India adalah pemimpin Gerakan Non-Blok (GNB) selama era Perang Dingin dan memelihara hubungan dekat dengan dunia Arab dan Uni Soviet. Hal ini juga berarti bahwa India tidak mendukung rezim “kolonial” (seperti Israel) atau apartheid (Afrika Selatan).
Setelah perang Kargil, pemerintahan BJP yang dipimpin Atal Bihari Vajpayee mengirim Menteri Luar Negeri Jaswant Singh ke Israel untuk kunjungan bilateral pertama pada tahun 2000. LK Advani, yang saat itu menjabat sebagai Menteri Dalam Negeri, juga mengunjungi Israel pada tahun yang sama.
India merasakan kebutuhan untuk memodernisasi infrastruktur pertahanannya yang rapuh setelah perang Kargil dan meminta bantuan Israel, yang terkenal dengan teknologi pertahanannya yang canggih. India menandatangani perjanjian pertahanan pertamanya dengan Israel pada tahun 2000 untuk sistem rudal permukaan-ke-udara Barak-1.
Sistem rudal Barak terutama dirancang untuk pertahanan angkatan laut, dan dimaksudkan untuk dipasang di kapal perang Angkatan Laut India. Kesepakatan tersebut tidak hanya melibatkan penjualan sistem rudal Barak tetapi juga mencakup transfer teknologi, yang memungkinkan India memproduksi rudal tersebut di dalam negeri.
Tidak hanya pertahanan, India dan Israel telah berkolaborasi di sektor lain seperti pertanian, teknologi, dan penelitian dan pengembangan. Pada 2003, Ariel Sharon menjadi Perdana Menteri Israel pertama yang mengunjungi India.
Meskipun Sharon harus mempersingkat kunjungannya karena serangan teror di Tel Aviv, Wakil Perdana Menterinya Yosef Lapid menyatakan bahwa: "India dan Israel memiliki hubungan dekat dalam bidang pertahanan dan Israel adalah pemasok senjata terbesar kedua ke India."
Era baru Modi dan Bibi... baca halaman selanjutnya
Hubungan India-Israel kemudian meroket sejak Perdana Menteri India Narendra Modi naik tampuk pada 2014. Narendra Modi yang basis dukungannya adalah kelompok nasionalis Hindu tak lagi mempertimbangkan perasaan Muslim India seperti para pendahulunya.
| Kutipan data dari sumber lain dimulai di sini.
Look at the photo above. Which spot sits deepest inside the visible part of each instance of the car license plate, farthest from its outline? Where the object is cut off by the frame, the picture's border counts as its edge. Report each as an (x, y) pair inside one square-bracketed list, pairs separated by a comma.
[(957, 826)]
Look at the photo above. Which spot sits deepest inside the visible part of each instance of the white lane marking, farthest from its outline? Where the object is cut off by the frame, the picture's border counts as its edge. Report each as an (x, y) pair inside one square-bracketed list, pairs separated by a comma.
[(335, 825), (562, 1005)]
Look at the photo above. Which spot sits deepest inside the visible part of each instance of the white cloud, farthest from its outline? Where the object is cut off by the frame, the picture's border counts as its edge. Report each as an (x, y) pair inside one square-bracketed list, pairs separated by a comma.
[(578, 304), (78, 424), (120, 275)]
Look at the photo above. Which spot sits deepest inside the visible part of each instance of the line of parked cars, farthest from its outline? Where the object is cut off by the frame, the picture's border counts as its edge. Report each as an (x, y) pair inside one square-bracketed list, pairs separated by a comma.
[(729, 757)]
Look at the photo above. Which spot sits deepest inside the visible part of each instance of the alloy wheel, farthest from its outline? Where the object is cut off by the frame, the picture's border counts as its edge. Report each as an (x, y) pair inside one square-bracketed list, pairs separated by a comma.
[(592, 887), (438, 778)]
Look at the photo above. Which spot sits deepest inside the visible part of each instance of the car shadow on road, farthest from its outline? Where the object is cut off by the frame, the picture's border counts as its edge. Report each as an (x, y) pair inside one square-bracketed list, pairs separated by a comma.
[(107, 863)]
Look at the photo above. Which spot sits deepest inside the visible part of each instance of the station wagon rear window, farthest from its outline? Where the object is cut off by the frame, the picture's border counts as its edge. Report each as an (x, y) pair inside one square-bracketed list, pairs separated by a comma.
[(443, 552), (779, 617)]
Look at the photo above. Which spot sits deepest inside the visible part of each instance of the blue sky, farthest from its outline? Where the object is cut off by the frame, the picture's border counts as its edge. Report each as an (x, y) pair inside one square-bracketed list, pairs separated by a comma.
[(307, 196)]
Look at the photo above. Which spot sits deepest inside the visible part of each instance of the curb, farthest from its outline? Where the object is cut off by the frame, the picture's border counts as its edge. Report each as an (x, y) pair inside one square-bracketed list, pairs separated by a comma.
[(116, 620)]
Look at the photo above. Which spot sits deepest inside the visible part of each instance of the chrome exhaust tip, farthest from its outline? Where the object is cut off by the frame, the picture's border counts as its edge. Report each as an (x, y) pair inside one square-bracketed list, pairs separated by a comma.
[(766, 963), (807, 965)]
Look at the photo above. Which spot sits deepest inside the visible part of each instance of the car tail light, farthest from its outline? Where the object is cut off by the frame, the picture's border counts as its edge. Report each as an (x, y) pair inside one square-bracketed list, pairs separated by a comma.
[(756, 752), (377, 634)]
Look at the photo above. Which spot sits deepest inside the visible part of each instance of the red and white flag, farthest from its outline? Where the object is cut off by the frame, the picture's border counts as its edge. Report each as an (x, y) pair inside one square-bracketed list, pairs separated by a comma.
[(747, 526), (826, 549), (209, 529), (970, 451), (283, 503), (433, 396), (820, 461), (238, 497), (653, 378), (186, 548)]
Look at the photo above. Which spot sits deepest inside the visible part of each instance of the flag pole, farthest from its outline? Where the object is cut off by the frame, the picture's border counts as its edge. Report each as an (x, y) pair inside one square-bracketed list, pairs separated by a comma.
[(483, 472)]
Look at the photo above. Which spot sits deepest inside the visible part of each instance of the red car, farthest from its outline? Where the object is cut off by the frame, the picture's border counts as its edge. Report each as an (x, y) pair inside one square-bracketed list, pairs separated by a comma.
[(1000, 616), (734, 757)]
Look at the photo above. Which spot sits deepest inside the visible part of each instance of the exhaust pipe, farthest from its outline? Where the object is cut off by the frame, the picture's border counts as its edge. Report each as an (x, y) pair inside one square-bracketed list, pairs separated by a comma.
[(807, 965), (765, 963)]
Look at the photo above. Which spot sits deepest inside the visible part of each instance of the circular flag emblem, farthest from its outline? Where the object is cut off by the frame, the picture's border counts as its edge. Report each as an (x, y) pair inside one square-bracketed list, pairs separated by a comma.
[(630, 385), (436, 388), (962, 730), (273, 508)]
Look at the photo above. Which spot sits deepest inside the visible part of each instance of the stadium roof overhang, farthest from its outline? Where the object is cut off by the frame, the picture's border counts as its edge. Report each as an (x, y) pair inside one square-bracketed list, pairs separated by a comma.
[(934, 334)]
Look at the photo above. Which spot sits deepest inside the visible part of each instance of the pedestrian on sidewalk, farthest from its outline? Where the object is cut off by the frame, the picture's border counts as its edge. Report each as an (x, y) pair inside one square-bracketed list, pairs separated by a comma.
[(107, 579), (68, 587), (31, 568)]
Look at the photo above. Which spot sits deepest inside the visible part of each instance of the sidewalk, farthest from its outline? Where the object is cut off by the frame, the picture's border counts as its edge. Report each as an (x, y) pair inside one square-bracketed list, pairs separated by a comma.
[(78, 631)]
Selain itu, di masa datang Modi terbukti punya rencana terhadap wilayah Jammu-Kashmir yang masuk bagian India. ia mencabut otonomi khusus daerah itu pada 2019 dan menerapkan darurat militer sejak itu.
Ketika Narendra Modi menjadi perdana menteri pada 2014, dia memberikan sentuhan pribadi pada hubungan India-Israel. Bahkan pada 2006, sebagai Ketua Menteri Gujarat, Modi mengunjungi Israel untuk mengikuti pameran Agritech dan memberikan pujian kepada masyarakat dan negara Yahudi.
Secara kebijakan umum, Modi, mempertahankan sikap awal India atas negara Palestina yang merdeka dan berdaulat. Namun, hubungan New Delhi dengan Israel juga mencapai tingkat yang baru. Modi menjadi perdana menteri India pertama yang mengunjungi Israel pada 4 Juli 2017.
India juga tidak bersikap keras terhadap Israel di forum internasional. Hal ini terlihat ketika New Delhi abstain dalam pemungutan suara di Dewan Hak Asasi Manusia PBB yang menyetujui laporan Komisi Penyelidikan Gaza pada Juli 2015. Empat puluh satu negara memilih untuk mengadopsi temuan laporan tersebut, dan India adalah salah satu dari lima negara yang abstain.
Pada 2021, India berpartisipasi dalam debat Dewan Keamanan PBB tentang bentrokan antara Israel dan Hamas.
TS Tirumurti, wakil tetap India untuk PBB saat itu, menegaskan kembali komitmen India yang “tak tergoyahkan” terhadap solusi dua negara. Namun, ia juga “mengutuk” penembakan roket “sembarangan” dari Gaza dan menyebut serangan Israel bersifat “balas dendam” dan bukan tindakan agresi.
Saat Operasi Badai al-Aqsa dilancarkan pejuang Palestina dan kemudian dibalas dengan brutal oleh Israel, Modi menegaskan sikapnya. “Rakyat India berdiri teguh bersama Israel di masa sulit ini. India dengan tegas dan tegas mengutuk terorisme dalam segala bentuk dan manifestasinya,” kata PM Modi dalam postingan media sosial yang mengutuk serangan tersebut.